The hotly anticipated and first Tarantino film post-Weinstein is an unusual marrying of fact and fiction where Rick Dalton (DiCaprio), a waning film star finds himself neighbour to Sharon Tate (Margot Robbie) as he and his stuntman (Brad Pitt) fall out of movie favour and see their lives take a surreal left turn. Meanwhile Tate finds herself blooming into a media darling and attracting all sorts of attention.
Combining the very real Tate and fictional Dalton makes for an interesting story once you add the Manson family, Roman Polanski, Bruce Lee, a flamethrower and some artistic license. The trick to enjoying it it is not to take anything too literally and acknowledge, certainly by the end of the film, that this is a different 1969 to the one we know, where Dalton and Booth instigate the difference. Otherwise the feel and look of the late 1960s has been meticulously reconstructed; from TV shows, to radio broadcasts, advertising campaigns, shopping products, cars, fashion. It’s all there and it looks and sounds absolutely wonderful.
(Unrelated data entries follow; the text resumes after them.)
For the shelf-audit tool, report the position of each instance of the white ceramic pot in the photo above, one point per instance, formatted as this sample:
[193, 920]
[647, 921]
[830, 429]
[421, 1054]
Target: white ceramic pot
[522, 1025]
OUATIH’s strengths and weaknesses are both reflected in its length. Getting on towards three hours there is plenty time to examine several genres quite fully; horror at the Spahn Ranch and comedy/drama depending on the movie set or the boys’ mood. But the choppy, scrapbook-like story means that not all of the scenes are necessary: We know Dalton is fragile because Leo plays him that way – we didn’t need 3 scenes to hammer the point home. But to praise the length, the amount of time spent in Tarantino’s 1969 is wonderfully immersive. He could have given us 3 hours driving around the desert with Dalton and Booth conversing and it would still have been fun, just maybe not five star viewing.
The dialogue is much tighter than in past efforts but QT has still kept some of his indulgences. He uses every convention of cinema at his disposal; flashbacks, films within films, a narrator, different film stocks, black and white scenes, referencing his own films, and beautifully doctoring old footage. However, shots of bare feet that border on gratuitous are plentiful and tiresome, and part of the film gets unnecessarily bogged down in times and locations to no real payoff. It’s been toted as QT’s love letter to Hollywood and it really is a huge piece of work to be proud of, but to lay the praise wholly at his feet would be undermining the importance of everyone else involved, particularly the cast who are outstanding alongside the wonderful costume, stunt and set designers.
To some extent the wait for new Tarantino material actually continues throughout the film. Only in the end, where it slips into full blown madness do we find the stuff we stereotypically associate with him. Up until that point you could be forgiving for thinking it was made by another, more reined-in director. Though once fully up and running with the plot lines converging, it delivers all its goods, gradually ratcheting up the tension to a thunderous ending and reminding us whose film we’re watching.
The fresh faces from cameos keep it interesting and quirky (ft. Damian Lewis as a brief but uncanny Steve McQueen). At this point QTs films are a parade of previous collaborators and guest spots from a cast that’d cost an astronomical amount if they had more than a minute of screen time – though no one is complaining. Musically it features almost 30 songs given some sort of short focus, almost like changing the radio station every other minute. Perhaps that was the aim, but it never really settles in terms of a soundtrack other than occasionally setting the scene. Fortunately there’s so much to see that the sound is often of lesser importance.